Over-specifying too early. For a small script or a one-line UI tweak, a spec is overhead with no payoff. A sharp prompt is the right tool there. Reach for a spec when there’s genuine ambiguity, multiple stakeholders, or a contract others depend on.
The write-once spec. A spec you write and abandon rots immediately and starts lying to everyone who reads it. If it isn’t maintained, it’s worse than no spec.

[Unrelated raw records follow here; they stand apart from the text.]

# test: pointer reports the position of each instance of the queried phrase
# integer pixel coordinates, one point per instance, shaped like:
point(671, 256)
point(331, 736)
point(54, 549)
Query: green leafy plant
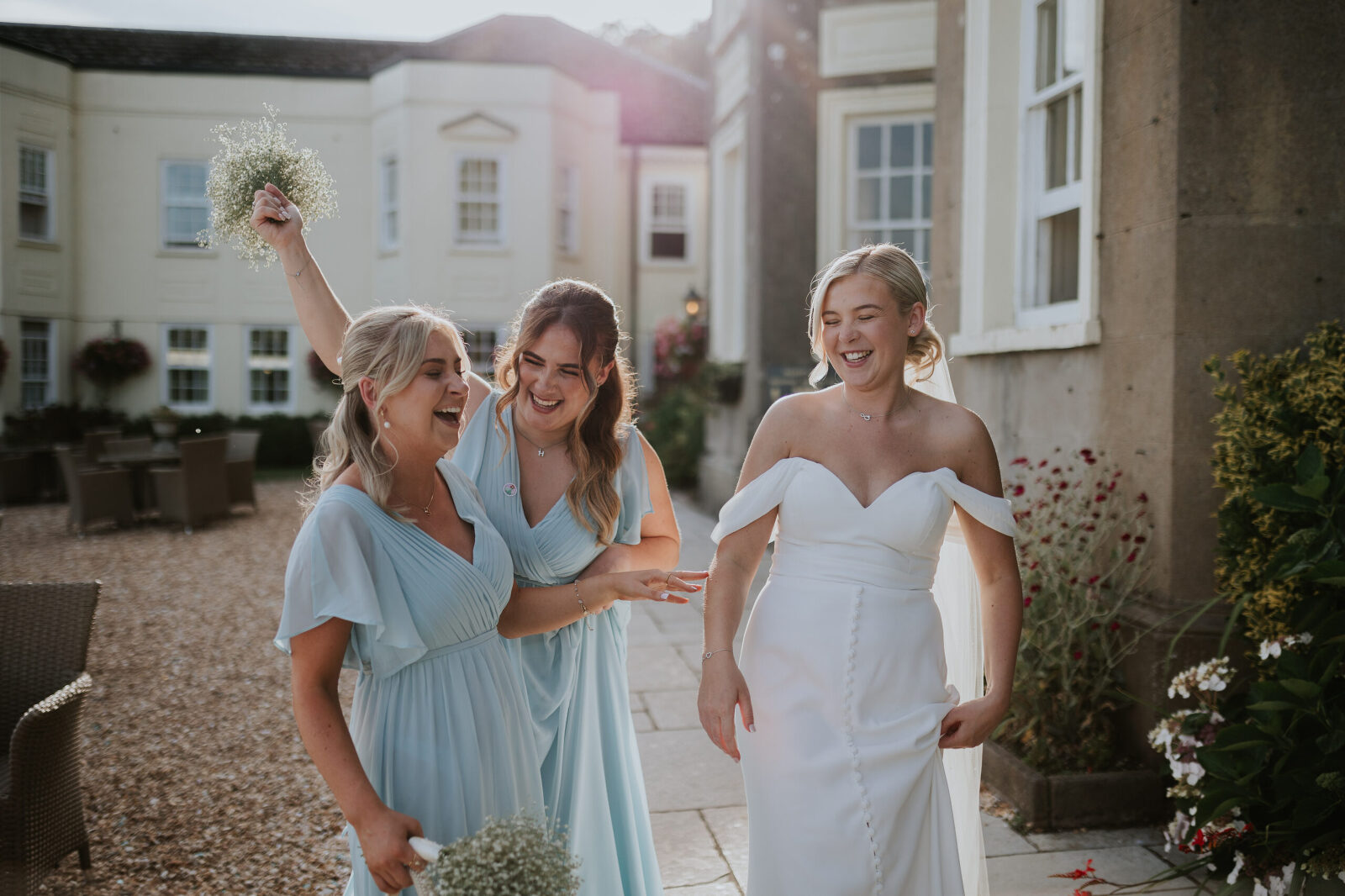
point(1082, 555)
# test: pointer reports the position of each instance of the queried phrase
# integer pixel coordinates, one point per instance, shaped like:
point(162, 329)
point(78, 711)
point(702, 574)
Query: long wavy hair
point(598, 439)
point(899, 272)
point(387, 345)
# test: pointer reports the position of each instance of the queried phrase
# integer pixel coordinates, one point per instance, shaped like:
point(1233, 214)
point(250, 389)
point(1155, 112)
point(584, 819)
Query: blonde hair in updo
point(899, 272)
point(387, 345)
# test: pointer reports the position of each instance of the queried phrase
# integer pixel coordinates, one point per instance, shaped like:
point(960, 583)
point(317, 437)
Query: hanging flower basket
point(109, 361)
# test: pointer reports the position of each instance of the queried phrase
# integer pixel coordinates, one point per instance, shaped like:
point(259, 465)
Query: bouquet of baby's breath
point(514, 856)
point(252, 155)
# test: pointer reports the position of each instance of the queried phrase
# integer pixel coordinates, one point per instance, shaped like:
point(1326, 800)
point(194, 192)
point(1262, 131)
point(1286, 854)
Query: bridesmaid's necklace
point(541, 450)
point(867, 417)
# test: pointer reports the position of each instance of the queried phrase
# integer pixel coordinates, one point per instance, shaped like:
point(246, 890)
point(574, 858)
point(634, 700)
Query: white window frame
point(166, 201)
point(188, 407)
point(501, 237)
point(1037, 202)
point(45, 197)
point(269, 362)
point(649, 225)
point(920, 167)
point(568, 210)
point(471, 335)
point(389, 203)
point(49, 377)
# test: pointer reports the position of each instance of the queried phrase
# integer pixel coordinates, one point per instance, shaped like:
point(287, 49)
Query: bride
point(847, 696)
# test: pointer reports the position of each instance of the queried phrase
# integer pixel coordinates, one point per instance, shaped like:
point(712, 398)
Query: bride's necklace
point(867, 417)
point(541, 450)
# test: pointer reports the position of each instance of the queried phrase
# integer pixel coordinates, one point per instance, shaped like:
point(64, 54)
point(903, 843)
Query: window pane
point(1062, 244)
point(901, 198)
point(667, 245)
point(868, 199)
point(905, 239)
point(903, 145)
point(871, 147)
point(1058, 141)
point(1073, 55)
point(1046, 44)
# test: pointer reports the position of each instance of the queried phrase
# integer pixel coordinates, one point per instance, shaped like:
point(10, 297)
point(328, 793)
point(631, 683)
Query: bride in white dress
point(847, 694)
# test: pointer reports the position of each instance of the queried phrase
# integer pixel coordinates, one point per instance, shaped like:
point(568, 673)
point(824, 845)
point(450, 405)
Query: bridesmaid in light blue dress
point(578, 494)
point(398, 573)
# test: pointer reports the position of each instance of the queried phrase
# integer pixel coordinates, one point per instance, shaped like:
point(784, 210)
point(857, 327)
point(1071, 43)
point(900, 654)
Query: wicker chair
point(96, 494)
point(197, 490)
point(44, 646)
point(241, 465)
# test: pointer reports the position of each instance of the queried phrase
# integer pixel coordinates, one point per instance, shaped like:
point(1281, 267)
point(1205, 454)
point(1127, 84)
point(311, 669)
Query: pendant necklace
point(541, 450)
point(864, 416)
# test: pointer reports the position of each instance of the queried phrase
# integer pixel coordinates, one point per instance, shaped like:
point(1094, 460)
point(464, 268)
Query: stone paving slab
point(1029, 875)
point(1002, 840)
point(672, 709)
point(658, 667)
point(683, 770)
point(1098, 838)
point(730, 826)
point(688, 853)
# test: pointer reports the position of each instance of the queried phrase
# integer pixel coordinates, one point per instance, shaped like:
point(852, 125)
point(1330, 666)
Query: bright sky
point(381, 19)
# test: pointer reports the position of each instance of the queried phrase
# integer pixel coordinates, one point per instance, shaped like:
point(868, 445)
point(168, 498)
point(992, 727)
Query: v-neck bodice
point(558, 546)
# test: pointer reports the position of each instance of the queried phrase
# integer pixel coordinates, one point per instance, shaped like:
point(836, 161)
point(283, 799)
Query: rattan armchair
point(44, 646)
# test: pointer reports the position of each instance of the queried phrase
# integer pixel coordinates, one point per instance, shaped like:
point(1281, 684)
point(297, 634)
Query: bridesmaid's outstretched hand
point(276, 219)
point(723, 689)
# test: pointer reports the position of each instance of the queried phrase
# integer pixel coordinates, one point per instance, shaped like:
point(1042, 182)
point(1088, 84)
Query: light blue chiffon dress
point(575, 677)
point(439, 719)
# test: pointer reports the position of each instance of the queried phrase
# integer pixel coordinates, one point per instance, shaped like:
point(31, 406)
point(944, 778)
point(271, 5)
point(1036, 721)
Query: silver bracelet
point(584, 607)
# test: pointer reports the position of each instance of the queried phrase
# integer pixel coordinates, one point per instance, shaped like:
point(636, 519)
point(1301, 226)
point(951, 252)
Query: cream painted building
point(470, 171)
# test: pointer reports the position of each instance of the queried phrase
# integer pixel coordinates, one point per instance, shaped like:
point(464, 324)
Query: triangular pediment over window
point(477, 127)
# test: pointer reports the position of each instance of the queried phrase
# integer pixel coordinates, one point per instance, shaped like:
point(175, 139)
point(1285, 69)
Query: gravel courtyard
point(195, 779)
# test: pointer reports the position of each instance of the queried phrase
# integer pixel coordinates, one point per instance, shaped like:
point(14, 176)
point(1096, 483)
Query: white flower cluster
point(1210, 676)
point(506, 857)
point(1274, 646)
point(252, 155)
point(1179, 748)
point(1275, 884)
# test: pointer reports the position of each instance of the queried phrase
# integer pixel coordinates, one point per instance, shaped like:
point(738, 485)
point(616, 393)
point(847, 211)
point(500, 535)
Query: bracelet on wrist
point(587, 615)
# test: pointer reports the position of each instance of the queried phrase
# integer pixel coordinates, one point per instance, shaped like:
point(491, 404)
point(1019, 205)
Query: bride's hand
point(276, 219)
point(647, 584)
point(723, 688)
point(968, 724)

Forgetting it’s still probabilistic. The same spec handed to two agents, or the same agent twice, won’t produce byte-identical code. Specs reduce ambiguity dramatically, but they aren’t compilers. Your acceptance tests are what make the outcome trustworthy.
Where this is going
A few threads are worth watching. Specs as code is becoming standard: versioned alongside the source, diffed in pull requests, with traceability links between a task, the commit that implemented it, and the tests that verify it. Spec evals are the obvious next frontier. Just as we built test-coverage and code-quality metrics, we’ll need ways to score how complete, testable, and maintainable a spec is. Those metrics mostly don’t exist yet. And security-by-construction approaches are emerging that bake non-negotiable constraints into the spec layer, so AI-generated code is safe by design rather than by after-the-fact review.
There are honest open problems, too. Specs are still somewhat model-sensitive, so what lands perfectly with one model may need tuning for another, and portability across tools isn’t solved. We’re roughly where cloud-native was before its standards settled. That’s not a reason to wait. It’s a reason to start in plain text and iterate on what your agents actually respond to.
The bottom line
Prompt engineering was the first visible way developers talked to AI, and it was genuinely useful. But it was never the destination. The durable skill, the one that compounds, survives model upgrades, and scales past toy problems, is the ability to express intent clearly, structurally, and reproducibly.
Great engineers aren’t becoming prompt whisperers. They’re becoming specification designers. The good news is that this isn’t a new superpower you have to learn from nothing. It’s the old discipline of writing a clear design doc, pointed at a new and extraordinarily fast collaborator. Write the spec. Let the agent build. Verify against the contract. Repeat.
The recipe beats the wish every time.